Returning to the confusion which underlies the article, having insinuated that Unit 29155 might have had something to do with the events which took place in Catalonia, Schwirtz and Bautista acknowledge that, “Spain has provided no evidence” that it played an active role in the protests.
At this point the article names the sources on which it is based. “To piece together the contacts with Russia, The NYT has drawn on the 10-page European intelligence report, the substance of which was confirmed by two Spanish officials; case files from two separate confidential investigations by magistrates in Barcelona and Madrid, which include the transcript of the texts, but have not yielded any charges related to the Moscow meetings; and interviews with pro-independence politicians and activists in Catalonia, as well as security officials in Spain and abroad.”
Following a lead which has been discredited by the Spanish prosecutor
Only the other day, a public prosecutor —once again— rejected moves by the judge in the Vólkhov case, Joaquín Aguirre, who heads Barcelona’s court number 1, turning down an attempt to transfer part of the case against pro-independence leaders and Democratic Tsunami activists to Madrid’s National Court. In his ruling, top anti-corruption prosecutor Fernando Maldonando wrote that Justice Aguirre has failed to provide any factual or legal basis to have the case moved and instructs Aguirre to justify his decision better.
In the report, to which this newspaper has had access, the prosecutor slams Justice Aguirre for taking into consideration wiretapped conversations between Josep Lluís Alay and Alexander Dmitrenko, stating that “all attempts to attribute criminal conduct to such conversations exceeds the investigative powers of any authority.”
Surprisingly enough, much of the NYT’s efforts to show that the Tsunami Democràtic has links to Russia is based on these conversations between Alay and Dmitrenko, evidence which has been dismissed by the Barcelona prosecutor’s office.
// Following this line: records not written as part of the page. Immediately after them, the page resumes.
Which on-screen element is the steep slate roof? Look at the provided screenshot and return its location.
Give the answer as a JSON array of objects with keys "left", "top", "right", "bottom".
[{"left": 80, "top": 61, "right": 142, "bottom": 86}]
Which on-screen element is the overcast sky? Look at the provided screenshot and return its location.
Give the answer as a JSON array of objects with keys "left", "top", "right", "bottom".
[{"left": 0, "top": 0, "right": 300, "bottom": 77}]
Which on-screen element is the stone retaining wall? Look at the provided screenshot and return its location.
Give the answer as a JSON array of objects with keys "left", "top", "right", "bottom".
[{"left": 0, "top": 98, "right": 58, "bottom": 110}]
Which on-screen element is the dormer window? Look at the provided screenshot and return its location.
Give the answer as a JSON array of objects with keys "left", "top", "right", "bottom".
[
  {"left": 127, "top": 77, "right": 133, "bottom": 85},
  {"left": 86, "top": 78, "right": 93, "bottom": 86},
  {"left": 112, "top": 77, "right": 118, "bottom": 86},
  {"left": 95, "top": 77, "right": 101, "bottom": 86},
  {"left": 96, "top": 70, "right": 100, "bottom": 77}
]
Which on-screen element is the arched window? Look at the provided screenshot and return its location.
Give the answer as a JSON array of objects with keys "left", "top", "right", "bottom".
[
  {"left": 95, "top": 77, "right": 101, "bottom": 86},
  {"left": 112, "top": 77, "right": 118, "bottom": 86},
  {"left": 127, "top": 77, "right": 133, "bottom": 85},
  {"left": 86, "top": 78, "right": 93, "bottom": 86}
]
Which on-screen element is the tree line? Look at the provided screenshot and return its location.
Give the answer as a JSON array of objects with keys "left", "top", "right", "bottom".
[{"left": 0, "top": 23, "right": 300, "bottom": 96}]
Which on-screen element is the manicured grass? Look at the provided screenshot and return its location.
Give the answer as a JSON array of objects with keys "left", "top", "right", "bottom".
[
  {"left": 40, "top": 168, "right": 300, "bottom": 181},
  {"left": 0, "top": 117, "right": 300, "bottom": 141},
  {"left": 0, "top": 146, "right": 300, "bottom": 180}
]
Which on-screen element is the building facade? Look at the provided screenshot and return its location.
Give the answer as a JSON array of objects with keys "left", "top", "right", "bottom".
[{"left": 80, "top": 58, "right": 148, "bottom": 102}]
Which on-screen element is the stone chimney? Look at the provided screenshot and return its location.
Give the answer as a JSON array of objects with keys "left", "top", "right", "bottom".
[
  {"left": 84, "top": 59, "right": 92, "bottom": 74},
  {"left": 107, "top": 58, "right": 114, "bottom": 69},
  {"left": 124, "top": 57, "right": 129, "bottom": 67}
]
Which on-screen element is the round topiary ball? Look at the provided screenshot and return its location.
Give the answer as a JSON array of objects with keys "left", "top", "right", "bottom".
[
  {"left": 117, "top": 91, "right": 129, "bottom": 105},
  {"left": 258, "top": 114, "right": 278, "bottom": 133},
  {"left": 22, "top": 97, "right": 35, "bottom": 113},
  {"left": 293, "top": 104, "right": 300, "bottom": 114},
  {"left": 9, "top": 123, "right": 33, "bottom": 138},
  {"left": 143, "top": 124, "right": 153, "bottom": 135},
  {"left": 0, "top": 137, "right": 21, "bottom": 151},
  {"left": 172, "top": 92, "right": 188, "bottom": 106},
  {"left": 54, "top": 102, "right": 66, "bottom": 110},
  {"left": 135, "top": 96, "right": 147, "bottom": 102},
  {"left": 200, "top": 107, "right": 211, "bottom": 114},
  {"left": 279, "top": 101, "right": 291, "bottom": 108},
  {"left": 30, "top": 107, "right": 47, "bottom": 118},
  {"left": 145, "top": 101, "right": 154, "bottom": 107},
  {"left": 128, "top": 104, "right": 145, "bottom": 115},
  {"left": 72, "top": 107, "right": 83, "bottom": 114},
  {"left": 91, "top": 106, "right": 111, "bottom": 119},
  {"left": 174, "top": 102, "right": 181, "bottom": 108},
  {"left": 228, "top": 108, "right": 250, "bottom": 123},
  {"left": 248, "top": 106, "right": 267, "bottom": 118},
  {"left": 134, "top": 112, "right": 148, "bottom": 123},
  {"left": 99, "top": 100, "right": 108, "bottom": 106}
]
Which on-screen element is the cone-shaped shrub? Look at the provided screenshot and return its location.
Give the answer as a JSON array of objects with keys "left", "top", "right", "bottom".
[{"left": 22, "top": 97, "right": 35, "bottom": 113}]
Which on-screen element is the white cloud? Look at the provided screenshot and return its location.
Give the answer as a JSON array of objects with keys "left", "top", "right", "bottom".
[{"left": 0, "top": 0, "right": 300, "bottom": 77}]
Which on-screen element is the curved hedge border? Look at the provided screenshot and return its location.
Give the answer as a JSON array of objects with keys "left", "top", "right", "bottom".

Most likely, in view of the article’s content, the report which the Spanish prosecutor has rejected is one of the “two separate confidential investigations by magistrates in Barcelona and Madrid” which the NYT reporter claims to have referred to.
To add even more confusion, the NYT article goes on to reveal the fact that Josep Lluís Alay worked on the Catalan translation of Elena Vavilova’s novel A Woman Who Can Keep Secrets. Although the title of the NYT story alludes to Vavilova (“Married Kremlin Spies, a Shadowy Mission to Moscow and Unrest in Catalonia”), the article makes no attempt to explain what significance this may have. The article also mentions the fact that the popular TV series The Americans was based on the exploits of Vavilova and her husband, both of whom were sleeper KGB agents in the US.
The remainder of the article focuses on the Tsunami Democràtic. It does so without informing the reader that the movement was formed as a response to the prison sentences handed down by the Spanish Supreme Court. Instead it insinuates that the movement’s actions were a response to Russian interests. This omission is a breach of the Editor’s Code of Practice.
Curiously, however, and as final and definitive proof of the confusion underlying the article, it ends by saying that lawyer Gonzalo Boye had advised President Puigdemont to avoid making public statements which might anger the Russians, but that, “Mr. Puigdemont did not always head [sic] the advice, appearing in Brussels with the Belarusian opposition.”